People lost their livelihoods and many, who had never been in trouble before or afterwards, carried the shame of convictions. I will be making the case that the terms of reference are extended beyond one shameful day in South Yorkshire. True justice for mining communities will only be achieved when those living in them today see the same levels of opportunity and security that I had in my youth.
I am pleased that the gimmick phrase of ‘levelling up’ has been scrapped. But we need real opportunity to be built in the former coalfields so that young people regardless of their abilities are not forced to leave their homes or into insecure poorly paid work. Those who worked in the industry must also see justice themselves.
This must begin with revolutionising our health and social care system so that those living with legacy issues from the coal mining industry, disease and disablement are able to enjoy happier and healthier lives.
Committing to change
At the recent general election, Labour won a landslide on a message of change. But for too many of the thousands of people I spoke to during the campaign they just didn’t believe anything would.

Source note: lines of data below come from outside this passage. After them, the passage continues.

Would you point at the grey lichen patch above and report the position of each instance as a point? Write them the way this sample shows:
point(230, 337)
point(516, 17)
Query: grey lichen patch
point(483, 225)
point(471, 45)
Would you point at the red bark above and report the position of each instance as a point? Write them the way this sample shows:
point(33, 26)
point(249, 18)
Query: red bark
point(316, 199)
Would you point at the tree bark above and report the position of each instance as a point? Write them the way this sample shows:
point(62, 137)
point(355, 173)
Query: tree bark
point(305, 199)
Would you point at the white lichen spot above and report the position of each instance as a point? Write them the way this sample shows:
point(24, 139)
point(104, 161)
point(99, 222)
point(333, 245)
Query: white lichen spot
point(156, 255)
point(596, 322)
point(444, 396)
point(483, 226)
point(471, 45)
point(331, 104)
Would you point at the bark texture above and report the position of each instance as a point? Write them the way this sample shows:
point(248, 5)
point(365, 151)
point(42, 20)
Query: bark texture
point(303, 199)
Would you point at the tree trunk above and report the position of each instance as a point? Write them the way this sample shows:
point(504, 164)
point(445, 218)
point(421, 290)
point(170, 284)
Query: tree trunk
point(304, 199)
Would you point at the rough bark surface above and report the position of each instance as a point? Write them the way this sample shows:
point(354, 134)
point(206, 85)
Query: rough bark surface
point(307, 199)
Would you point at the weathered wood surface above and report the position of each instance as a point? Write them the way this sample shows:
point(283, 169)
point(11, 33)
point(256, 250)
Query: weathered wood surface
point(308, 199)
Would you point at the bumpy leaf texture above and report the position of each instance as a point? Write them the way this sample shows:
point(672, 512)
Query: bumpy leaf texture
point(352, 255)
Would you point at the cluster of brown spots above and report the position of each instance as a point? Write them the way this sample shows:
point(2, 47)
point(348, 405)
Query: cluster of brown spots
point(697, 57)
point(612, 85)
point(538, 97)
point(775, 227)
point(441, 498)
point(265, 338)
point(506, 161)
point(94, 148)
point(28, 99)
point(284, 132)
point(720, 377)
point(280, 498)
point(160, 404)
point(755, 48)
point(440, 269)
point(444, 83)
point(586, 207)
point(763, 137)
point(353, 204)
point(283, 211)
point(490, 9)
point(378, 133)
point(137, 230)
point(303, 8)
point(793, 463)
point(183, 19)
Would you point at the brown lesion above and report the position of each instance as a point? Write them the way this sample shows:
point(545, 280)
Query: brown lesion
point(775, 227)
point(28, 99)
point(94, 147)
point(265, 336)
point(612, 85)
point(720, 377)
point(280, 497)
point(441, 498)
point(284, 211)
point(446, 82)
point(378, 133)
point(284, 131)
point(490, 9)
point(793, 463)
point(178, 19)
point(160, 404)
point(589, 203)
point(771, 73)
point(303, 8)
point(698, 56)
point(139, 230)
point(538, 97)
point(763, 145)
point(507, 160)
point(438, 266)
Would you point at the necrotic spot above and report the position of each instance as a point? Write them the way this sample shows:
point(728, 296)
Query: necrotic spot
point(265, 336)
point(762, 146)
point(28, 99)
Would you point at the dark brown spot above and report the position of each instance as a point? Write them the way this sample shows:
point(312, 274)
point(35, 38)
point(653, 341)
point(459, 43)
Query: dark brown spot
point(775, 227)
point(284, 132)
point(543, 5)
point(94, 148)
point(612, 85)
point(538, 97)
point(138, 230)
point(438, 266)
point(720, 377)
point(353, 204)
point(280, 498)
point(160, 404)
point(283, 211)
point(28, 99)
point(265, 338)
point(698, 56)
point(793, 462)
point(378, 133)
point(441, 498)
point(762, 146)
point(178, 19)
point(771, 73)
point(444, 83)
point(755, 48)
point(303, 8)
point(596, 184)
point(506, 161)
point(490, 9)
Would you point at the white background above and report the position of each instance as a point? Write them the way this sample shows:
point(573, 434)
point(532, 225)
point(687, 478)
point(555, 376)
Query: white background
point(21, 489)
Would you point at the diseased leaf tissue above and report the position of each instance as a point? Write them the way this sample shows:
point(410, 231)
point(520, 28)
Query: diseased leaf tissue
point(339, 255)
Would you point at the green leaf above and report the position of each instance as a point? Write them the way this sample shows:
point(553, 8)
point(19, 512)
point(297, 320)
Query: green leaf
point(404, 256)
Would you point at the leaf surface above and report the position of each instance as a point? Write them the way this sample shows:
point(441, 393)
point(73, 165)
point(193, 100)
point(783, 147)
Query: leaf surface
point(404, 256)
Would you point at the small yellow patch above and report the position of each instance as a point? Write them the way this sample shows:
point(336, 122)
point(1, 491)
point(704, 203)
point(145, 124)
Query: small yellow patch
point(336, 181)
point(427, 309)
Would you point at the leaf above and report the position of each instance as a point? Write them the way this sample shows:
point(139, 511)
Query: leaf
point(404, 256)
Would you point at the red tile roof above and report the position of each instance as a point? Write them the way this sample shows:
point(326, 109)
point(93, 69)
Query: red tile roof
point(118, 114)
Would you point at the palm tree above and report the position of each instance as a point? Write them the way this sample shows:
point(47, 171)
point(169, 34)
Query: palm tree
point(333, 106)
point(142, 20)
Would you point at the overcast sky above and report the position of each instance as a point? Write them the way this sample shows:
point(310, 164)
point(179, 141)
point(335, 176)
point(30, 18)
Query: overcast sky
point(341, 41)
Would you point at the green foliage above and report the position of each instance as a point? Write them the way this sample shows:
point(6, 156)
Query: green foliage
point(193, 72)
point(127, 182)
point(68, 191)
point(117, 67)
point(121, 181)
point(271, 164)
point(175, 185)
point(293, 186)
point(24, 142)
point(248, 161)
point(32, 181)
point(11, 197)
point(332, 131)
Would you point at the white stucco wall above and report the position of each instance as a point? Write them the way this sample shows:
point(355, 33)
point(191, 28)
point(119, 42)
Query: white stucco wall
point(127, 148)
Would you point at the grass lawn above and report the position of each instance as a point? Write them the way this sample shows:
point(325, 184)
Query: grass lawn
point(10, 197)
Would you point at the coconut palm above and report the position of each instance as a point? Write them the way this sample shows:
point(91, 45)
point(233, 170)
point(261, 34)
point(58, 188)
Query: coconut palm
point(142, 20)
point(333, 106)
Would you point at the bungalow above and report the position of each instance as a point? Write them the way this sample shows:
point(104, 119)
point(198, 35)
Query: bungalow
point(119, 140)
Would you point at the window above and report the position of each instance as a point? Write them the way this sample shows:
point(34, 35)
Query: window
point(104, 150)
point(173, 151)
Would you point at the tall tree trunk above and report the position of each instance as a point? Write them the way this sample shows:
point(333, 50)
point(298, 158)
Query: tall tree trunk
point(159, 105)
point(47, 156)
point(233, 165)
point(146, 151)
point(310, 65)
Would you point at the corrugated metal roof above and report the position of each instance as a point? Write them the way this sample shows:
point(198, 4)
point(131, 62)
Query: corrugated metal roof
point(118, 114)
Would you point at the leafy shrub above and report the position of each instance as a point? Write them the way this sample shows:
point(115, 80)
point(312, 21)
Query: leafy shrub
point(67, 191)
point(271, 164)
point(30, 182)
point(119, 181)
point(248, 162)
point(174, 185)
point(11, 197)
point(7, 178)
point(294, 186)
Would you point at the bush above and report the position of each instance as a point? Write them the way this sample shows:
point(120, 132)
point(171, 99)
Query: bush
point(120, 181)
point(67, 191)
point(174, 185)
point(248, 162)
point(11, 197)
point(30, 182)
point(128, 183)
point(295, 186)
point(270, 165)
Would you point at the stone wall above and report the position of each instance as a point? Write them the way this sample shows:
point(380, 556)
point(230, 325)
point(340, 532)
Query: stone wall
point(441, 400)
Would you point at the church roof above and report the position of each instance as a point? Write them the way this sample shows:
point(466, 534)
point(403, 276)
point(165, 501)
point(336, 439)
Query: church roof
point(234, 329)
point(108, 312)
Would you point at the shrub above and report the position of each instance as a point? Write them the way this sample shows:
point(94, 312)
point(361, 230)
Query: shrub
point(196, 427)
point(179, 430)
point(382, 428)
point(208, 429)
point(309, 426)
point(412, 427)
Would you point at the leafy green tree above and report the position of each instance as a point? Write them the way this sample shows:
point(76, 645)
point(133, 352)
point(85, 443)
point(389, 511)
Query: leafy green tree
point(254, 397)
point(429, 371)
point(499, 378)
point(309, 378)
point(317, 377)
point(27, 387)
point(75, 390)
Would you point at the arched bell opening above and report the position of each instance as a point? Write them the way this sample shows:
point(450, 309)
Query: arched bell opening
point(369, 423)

We have a duty not only to those who voted for us, but to those who have lost hope in politics, that we actually deliver.
If we fail to do so, a vision of what the future could hold is playing out across the channel. Emmanuel Macron’s bland, technocratic, centrism and its failure to tackle the fundamental issues in France has led to a surge of support for the far right.
It has only been defeated by an alliance with the left and their bold, hopeful vision for the future. We should take note of this and act before it is too late.